Plutôt que d’essayer en vain de cerner le mal et d’épuiser le récit à la poursuite d’une explication et même d’une explicitation de ce mal, Giono a recours au sous-entendu pour le suggérer, afin de présenter son personnage « au plus vrai », dans sa dualité et sa complexité, c’est-à-dire à la fois monstrueux et familier. À la conception métaphysique de l’homme, partagé entre le bien et le mal, correspond une poétique du non-dit que nous nous proposons d’étudier.
Giono a très bien résumé cette poétique dans un entretien avec Luce et Robert Ricatte en avril 1965 : « Il y a deux façons de faire le portrait d’un personnage, c’est de dessiner ses limites et de remplir le personnage [...] ou de dessiner tout sauf le personnage : il apparaîtra en blanc1. » C’est le principe du négatif en photographie, dont Giono s’inspire également puisqu’il entend décrire l’objet « en négatif », c’est-à-dire en le faisant apparaître en creux, dans ce qui manque.
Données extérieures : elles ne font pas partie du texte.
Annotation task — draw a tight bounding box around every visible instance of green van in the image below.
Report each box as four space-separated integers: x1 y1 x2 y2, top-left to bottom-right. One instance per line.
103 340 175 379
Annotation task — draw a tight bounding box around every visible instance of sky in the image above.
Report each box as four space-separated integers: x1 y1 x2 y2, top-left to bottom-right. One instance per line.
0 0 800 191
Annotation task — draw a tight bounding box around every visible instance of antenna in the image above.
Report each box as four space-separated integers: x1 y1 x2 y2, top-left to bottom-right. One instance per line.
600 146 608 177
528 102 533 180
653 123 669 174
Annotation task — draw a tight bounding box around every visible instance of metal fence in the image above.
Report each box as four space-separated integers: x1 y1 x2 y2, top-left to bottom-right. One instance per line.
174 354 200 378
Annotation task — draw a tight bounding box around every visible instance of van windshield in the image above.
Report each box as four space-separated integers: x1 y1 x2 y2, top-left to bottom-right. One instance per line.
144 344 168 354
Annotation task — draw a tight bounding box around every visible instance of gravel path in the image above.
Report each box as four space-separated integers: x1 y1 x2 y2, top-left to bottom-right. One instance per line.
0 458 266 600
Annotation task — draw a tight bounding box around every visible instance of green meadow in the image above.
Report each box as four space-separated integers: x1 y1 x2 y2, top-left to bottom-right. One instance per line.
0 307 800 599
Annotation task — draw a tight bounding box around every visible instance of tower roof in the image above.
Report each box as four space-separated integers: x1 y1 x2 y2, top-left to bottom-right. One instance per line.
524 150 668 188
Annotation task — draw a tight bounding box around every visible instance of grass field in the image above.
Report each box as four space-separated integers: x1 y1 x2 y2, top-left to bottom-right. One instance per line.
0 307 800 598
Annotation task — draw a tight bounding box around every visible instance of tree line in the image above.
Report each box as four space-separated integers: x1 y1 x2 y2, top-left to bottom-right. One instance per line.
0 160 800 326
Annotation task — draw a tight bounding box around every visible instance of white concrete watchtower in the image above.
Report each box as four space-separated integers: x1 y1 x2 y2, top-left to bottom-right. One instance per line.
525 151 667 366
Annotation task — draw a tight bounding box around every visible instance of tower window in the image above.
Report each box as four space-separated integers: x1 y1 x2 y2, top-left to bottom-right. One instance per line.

Sa devise est la suivante : « décrire tout, sauf l’objet2. » « Ce qui manque » dans Ennemonde et autres caractères, c’est l’explicitation des meurtres accomplis par le personnage. Ce manque constitue le point aveugle du récit, l’angle mort qui va troubler la narration jusqu’au terme du roman, et ce à plusieurs niveaux : le non-dit affecte la narration, autrement dit la composition du roman et de la phrase, mais également le style lui-même, et donc le discours. L’analyse de ces modes narratifs et stylistiques du non-dit ne prétend pas à l’exhaustivité mais se propose d’exposer une des voies du renouvellement romanesque explorées par Giono dans les années 1960 et dont Ennemonde et autres caractères est un exemple probant.
Les « blancs » du récit : ellipses et sous-entendus pour un « ascétisme narratif3 »
Ennemonde et autres caractères présente un paradoxe : le tissu narratif est extrêmement dense et, tout à la fois, constamment percé par des ellipses. Sur ce point, Giono s’est beaucoup inspiré de Faulkner dont il admirait la capacité à suggérer sans nommer :
Faulkner a fait ça très souvent : dans Le Bruit et la Fureur, il l’a fait. Il emploie un langage d’élision pour dire des choses importantes et intelligentes. Et ces choses apparaissent dans le contexte, en blanc, il ne les exprime pas, il exprime tout le reste, et le seul mot que nous aimerions voir prononcé ou écrit n’y est pas, mais il nous le suggère suffisamment fort pour que nous puissions le sentir4.
C’est ce que fait Giono dans son roman : il élabore un « langage d’élision » et parsème le récit de « blancs » qui constituent le cœur du roman puisqu’ils détiennent la vérité de l’intrigue, non pas dite mais suggérée.
L’ellipse narrative, tout d’abord, introduit des hiatus dans le récit. Les meurtres perpétrés par l’héroïne ne sont jamais explicités, notamment celui du mari d’Ennemonde, Honoré, et celui d’un témoin gênant nommé Fouillerot. Pour le premier, voici comment le narrateur passe sous silence le moment du meurtre : « [Ennemonde] trouva Honoré debout dans la cour. Enfin, il était à l’air libre, il voulait savoir d’où elle venait. Deux heures après, on le trouva sous les sabots du mulet5. » Pour le deuxième, le narrateur commence par évoquer le marché noir auquel se livre Ennemonde pendant la Seconde Guerre mondiale : « Elle faisait de très bon marché noir […] Ce n’était pas faute de recevoir des dénonciations anonymes. Dans certaines, on crut reconnaître la main de Fouillerot. Un matin, on le trouva mort devant sa porte6. » Dans les deux cas, le point qui sépare la phrase apparemment anodine de la phrase annonciatrice du décès est à la fois le point aveugle du récit et le point focal : rien n’est dit, mais tout est dit. On ne peut faire dire plus de choses à un point. Dans ces ellipses se dévoile alors la vraie nature d’Ennemonde, que Giono préfère faire « sentir » au lecteur plutôt que de la décrire, ce qui serait sans doute réducteur et incomplet. L’implicite permet ici de ne pas fausser la vérité.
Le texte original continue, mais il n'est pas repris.